As for St Andrew Avellino, that ornament of the strict Theatine clerks regular, from being an ecclesiastical lawyer, upon feeling the awful horror of telling a slight untruth in his avocation, he turned to seeking God alone, and took two most strict and fearsome vows, ones never to be made but by special divine inspiration, with prudent counsel and in a state of advanced holiness, viz. to ever annihilate his own will, and to seek with utmost strength to ever do that which is most perfect. This twofold holocaust of himself he accomplished, as his Collect reminds us - for we must all of us seek perfection; God calls us to be saints, and assuredly only by becoming such shall we enter heaven, achieving our true apotheosis in that apex of glory:
Deus, qui in corde beati Andreæ Confessoris tui, per arduum quotidie in virtutibus proficiendi votum, admirabiles ad te ascensiones disposuisti: concede nobis ipsius meritis et intercessione ita ejusdem gratiæ participes fieri, ut, perfectiora semper exsequentes, ad gloriæ tuæ fastigium feliciter perducamur. Per...(God, Who in the heart of blessed Andrew Thy Confessor, by his arduous vow of daily increasing in virtues, didst direct [his] wondrous advancements upwards to Thee: grant unto us by his very merits and intercession so to be made sharers of the same grace, that, ever following after things more perfect, to the summit of Thy glory we may happily be brought. Through...)
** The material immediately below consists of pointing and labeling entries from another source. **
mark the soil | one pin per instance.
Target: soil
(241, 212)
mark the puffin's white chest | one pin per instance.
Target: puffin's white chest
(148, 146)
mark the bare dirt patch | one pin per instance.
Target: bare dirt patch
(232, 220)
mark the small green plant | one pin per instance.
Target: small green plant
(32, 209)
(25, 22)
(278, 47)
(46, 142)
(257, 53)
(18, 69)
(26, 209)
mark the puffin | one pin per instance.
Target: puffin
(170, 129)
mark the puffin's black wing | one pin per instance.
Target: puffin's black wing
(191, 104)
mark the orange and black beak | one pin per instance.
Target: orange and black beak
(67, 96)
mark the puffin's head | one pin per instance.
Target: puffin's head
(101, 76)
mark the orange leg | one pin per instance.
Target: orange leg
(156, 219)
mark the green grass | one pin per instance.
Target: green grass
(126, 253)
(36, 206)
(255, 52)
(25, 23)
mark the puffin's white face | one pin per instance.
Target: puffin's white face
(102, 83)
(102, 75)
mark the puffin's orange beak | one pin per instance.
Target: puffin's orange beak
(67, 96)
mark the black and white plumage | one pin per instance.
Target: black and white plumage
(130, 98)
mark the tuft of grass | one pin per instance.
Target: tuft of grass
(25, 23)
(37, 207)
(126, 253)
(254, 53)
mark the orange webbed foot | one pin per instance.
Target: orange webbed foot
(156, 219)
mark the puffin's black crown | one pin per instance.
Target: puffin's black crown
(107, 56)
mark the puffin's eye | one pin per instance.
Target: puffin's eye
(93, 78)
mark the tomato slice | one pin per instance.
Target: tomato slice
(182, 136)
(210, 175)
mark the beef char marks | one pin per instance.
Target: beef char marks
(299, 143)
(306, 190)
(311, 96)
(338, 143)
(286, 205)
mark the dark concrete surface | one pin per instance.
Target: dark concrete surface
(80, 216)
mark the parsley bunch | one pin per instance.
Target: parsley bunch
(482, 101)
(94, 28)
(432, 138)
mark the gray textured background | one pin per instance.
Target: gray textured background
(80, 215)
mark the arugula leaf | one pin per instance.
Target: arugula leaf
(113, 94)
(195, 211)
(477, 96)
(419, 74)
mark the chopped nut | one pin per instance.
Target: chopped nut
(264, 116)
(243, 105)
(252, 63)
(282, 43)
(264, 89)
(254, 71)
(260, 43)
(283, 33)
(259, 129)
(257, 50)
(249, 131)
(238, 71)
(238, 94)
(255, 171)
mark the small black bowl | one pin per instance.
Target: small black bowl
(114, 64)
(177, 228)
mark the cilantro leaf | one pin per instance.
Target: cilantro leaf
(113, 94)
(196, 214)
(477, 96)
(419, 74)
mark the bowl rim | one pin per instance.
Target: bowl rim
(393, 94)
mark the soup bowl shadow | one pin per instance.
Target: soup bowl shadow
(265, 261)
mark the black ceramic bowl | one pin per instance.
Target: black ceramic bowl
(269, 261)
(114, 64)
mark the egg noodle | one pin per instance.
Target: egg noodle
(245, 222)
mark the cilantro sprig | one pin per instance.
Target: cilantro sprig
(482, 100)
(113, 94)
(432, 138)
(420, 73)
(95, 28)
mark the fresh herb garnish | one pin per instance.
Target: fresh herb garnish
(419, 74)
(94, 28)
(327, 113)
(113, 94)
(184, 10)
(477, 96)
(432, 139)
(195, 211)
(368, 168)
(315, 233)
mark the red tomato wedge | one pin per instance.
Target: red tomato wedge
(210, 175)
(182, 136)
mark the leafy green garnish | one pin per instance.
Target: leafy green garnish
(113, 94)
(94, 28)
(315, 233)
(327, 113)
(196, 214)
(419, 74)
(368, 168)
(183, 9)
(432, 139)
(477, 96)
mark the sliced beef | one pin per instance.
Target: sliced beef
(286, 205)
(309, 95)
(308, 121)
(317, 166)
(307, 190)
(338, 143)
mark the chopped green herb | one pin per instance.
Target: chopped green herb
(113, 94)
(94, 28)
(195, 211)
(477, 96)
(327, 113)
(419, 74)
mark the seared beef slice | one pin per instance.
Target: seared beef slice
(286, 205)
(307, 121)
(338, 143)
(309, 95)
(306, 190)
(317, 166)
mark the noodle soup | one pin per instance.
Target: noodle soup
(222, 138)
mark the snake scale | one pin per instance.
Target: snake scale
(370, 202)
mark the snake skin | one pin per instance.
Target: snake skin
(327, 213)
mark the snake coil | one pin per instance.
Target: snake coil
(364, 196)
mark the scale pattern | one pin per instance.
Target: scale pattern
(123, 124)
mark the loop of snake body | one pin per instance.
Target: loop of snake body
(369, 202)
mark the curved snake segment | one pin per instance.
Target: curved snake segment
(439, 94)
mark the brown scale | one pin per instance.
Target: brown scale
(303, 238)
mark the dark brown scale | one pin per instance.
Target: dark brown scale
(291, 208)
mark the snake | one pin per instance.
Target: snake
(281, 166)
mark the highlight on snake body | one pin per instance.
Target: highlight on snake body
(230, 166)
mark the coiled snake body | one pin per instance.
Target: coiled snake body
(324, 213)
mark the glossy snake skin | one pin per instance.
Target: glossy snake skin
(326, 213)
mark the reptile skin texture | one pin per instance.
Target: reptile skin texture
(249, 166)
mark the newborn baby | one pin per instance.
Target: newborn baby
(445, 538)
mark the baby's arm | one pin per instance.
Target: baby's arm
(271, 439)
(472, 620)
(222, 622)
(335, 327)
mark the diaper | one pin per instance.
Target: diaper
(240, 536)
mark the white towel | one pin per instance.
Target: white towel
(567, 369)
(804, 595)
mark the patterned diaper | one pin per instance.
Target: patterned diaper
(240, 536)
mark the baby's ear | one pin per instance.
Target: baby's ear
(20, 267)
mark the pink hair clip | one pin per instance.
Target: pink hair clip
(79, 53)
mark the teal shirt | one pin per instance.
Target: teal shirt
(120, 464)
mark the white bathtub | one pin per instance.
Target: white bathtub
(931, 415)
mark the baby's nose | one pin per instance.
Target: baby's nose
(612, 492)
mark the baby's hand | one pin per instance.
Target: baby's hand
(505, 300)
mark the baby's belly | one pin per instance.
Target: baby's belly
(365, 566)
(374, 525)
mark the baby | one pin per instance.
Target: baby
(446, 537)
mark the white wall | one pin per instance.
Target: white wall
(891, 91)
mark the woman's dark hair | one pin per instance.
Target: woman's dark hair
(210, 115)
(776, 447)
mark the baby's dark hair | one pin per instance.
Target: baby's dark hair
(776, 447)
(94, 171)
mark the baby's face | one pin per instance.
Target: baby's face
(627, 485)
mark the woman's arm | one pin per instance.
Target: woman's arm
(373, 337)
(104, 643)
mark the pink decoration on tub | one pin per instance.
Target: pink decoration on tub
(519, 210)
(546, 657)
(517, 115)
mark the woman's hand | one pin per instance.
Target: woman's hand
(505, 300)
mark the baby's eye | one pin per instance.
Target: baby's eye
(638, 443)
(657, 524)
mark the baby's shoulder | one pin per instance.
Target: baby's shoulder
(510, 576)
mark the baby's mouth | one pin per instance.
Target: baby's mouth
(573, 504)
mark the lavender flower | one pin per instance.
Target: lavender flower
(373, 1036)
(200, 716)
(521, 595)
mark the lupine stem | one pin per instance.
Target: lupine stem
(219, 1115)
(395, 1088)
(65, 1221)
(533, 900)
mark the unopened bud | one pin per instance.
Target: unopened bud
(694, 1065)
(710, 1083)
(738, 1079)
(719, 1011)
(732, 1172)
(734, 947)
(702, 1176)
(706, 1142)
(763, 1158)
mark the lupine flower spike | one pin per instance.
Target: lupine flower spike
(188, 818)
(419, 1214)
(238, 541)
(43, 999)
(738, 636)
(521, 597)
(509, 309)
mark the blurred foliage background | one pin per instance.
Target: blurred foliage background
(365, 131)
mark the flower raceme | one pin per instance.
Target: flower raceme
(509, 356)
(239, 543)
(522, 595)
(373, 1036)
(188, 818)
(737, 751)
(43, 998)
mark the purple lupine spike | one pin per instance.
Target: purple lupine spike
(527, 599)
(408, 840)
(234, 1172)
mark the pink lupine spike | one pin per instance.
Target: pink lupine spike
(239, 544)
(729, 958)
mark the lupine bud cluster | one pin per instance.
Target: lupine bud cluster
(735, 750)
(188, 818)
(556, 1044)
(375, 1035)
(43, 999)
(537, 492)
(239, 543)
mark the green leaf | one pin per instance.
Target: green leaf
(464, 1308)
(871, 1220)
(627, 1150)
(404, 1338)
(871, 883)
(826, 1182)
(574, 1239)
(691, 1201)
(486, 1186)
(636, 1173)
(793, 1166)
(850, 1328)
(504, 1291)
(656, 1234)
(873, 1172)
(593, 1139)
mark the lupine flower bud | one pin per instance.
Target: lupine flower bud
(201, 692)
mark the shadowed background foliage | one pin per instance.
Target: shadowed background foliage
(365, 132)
After Mass (and Vespers read privately in thanksgiving), a number of the brethren joined Fr for dinner, as a fitting end to our celebrations.
Sessio VIII of the Fratres Oratorii will be held at 5.30 pm on Monday the 8th of December, the Feast of the Immaculate Conception, with most likely sung Mass afterward. (Given the day's solemnity, we will have Solemn Exposition, and will sing the Litanies of our Lady, as well as the Advent Marian anthem Alma Redemptoris Mater.) This will mark the first anniversary of the Brethren of the Oratory, who first gathered for devotions on the 20th of November last year.